Brandeaux has said that the regulator is partly to blame for the suspension of its fund range after the FCA moved to discourage advisers from marketing non-regulated Ucis funds, however advisers disagree the ban is to blame.

The firm suspended its eight specialist collective investment funds, including its £1bn Brandeaux Student Accommodation fund, following an increase in investor redemptions and problems with property market liquidity.

Charles Stanley Direct head of investment research Ben Yearsley says: “These are problems you have with investments such as commercial property in an open ended fund structure.

“This is no different to what happened four or five years ago when a lot of property funds were hit with six month delays and redemptions as the markets were crashing. It highlights the problems of illiquid investments.”

Ben Yearsley 700x450
Ben Yearsley

Yearsley adds it is unfair to blame the Ucis ban.

He says: “There was a similar problem a couple of years ago with the EEA Life Settlement fund when the FCA came out and did a similar thing and caused panic amongst investors who started withdrawing.

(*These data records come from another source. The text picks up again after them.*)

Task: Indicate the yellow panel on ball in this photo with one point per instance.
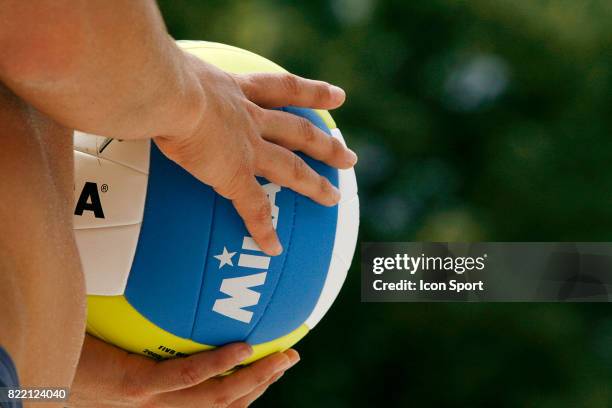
(239, 61)
(133, 332)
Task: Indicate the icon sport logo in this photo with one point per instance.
(171, 269)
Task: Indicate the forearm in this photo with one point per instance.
(108, 68)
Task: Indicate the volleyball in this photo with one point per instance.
(170, 268)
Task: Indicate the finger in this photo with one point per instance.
(248, 379)
(274, 90)
(285, 168)
(223, 391)
(253, 206)
(297, 133)
(180, 373)
(248, 399)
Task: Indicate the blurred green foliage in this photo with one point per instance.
(474, 120)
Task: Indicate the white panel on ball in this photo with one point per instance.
(119, 194)
(132, 153)
(344, 242)
(106, 256)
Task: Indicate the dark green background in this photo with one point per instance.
(474, 120)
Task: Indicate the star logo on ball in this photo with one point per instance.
(225, 258)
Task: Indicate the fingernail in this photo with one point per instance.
(296, 359)
(336, 194)
(338, 93)
(277, 377)
(277, 248)
(245, 352)
(286, 364)
(353, 156)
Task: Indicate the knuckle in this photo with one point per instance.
(233, 185)
(222, 400)
(291, 84)
(325, 186)
(263, 211)
(336, 148)
(189, 374)
(300, 169)
(306, 130)
(255, 112)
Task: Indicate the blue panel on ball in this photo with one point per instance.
(197, 274)
(169, 262)
(308, 258)
(293, 280)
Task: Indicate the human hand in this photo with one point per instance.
(108, 377)
(238, 138)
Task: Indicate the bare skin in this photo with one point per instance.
(110, 68)
(42, 298)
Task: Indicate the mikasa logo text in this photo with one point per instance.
(239, 289)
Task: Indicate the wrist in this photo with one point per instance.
(184, 107)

This is an identical situation.”

In 2011 the EEA Life Settlements fund suspended dealings in the fund after receiving unprecedented levels of redemption requests from advisers and institutional investors after the FSA [FCA] labelled life settlement funds as ‘toxic’ products.

Yearsley adds: “These are identical scenarios but that aside it does highlight the problems of an illiquid investment in the an open ended fund structure.”

Adrian Lowcock

Hargreaves Lansdown senior investment manager Adrian Lowcock says: “The change in regulation may be the cause of the encashment.

“However the issues that Brandeaux is having are a result of the challenges of holding illiquid assets in an open-ended structure.” 

Lowcock adds property investment is more suited to an investment trust format where investors can buy or sell shares on the stock exchange and while their actions may impact share prices it does not force the managers to sell assets.

Lowcock says: “Being forced to sell properties incurs costs and could result in getting a lower price than expected.

“The FCA’s regulatory change on the sale and marketing of Ucis to retail investors had been widely expected and managers of funds which were likely to be subjected to this should have had plans in place to ensure forced sales were unnecessary at least very unlikely.”